I gave up too easily. I shouldn’t have let her leave with that idiot hybrid. I should’ve asked her to choose me.
He’d sacrificed everything to protect Ridley—his club, his safety, even his heart. And it had been pointless. He hadn’t protected her from anything.
Then I pushed her right into another guy’s arms.
I thought he could protect her. I thought he was better for her. Safer.
Who’s the idiot now?
“What’s wrong, Nox?” Sampson asked.
“Everything.” Nox could barely move his jaw, but he forced the words out somehow. “She’s in trouble, Sam. We’ve gotta go.

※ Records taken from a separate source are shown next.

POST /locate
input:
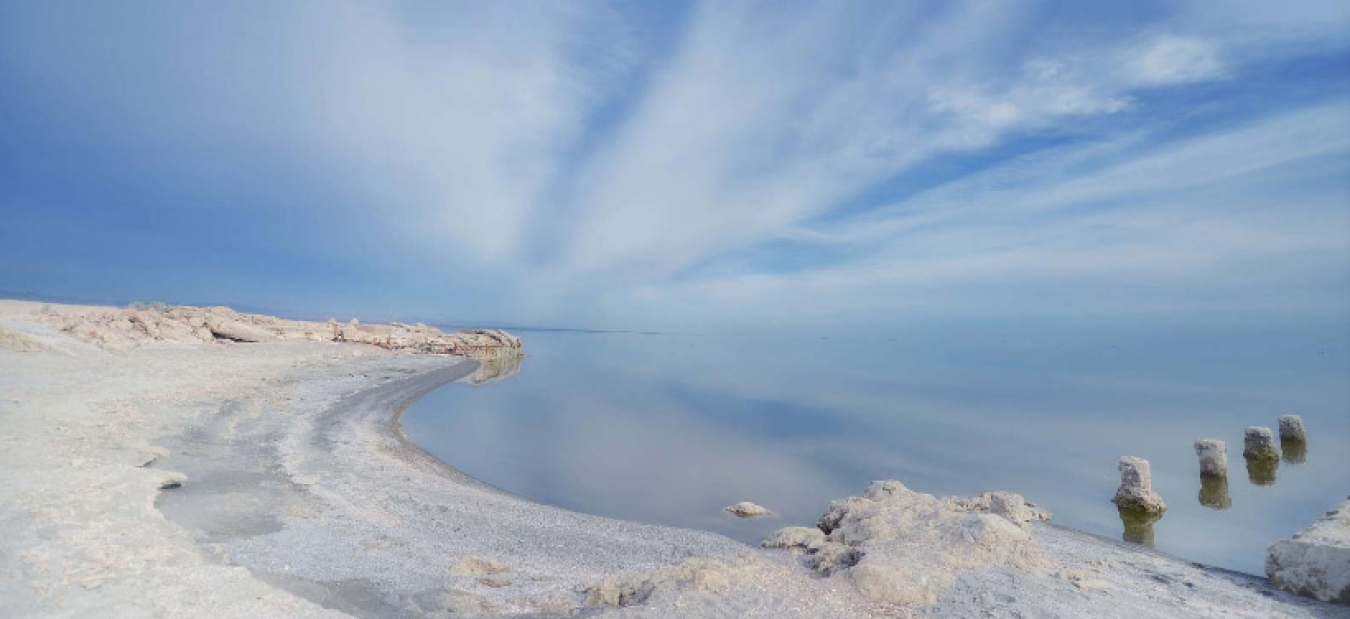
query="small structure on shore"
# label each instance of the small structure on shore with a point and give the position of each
(1214, 457)
(1136, 492)
(1258, 444)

Now.”
Finding the location of the crash was the easy part; in Nox’s vision, the flames were already melting the road signs, which meant he’d gotten a good look at them in the process. “Hurry, Sam. We don’t have much time.”
What if we’re already too late? Nox thought.
Nox stared out the window in a daze, trying to blot out the images of the fire and the sound of Ridley’s screams. He pressed against his stitches, trying to feel the pain. At least his pain distracted him from hers.
She’s not dead. I’d know. I would’ve felt it.
Right?
He pressed harder.
Sampson didn’t say a word, but the speedometer inched up past ninety, and he covered a hundred miles in less than an hour.
By the time Nox spotted the cloud of black smoke, he was practically jumping out of his skin. The wind blew the dirty air through the SUV’s broken window as they approached the flashing lights—two police cars, a fire engine, and an ambulance on the shoulder of the highway—behind a perimeter of orange cones and flares. One of the cops stood in the road, waving cars past the crash site. Traffic slowed as drivers rubbernecked while passing the wreckage.
Nox scanned the area for any sign of Ridley or a blue and white medical examiner’s van.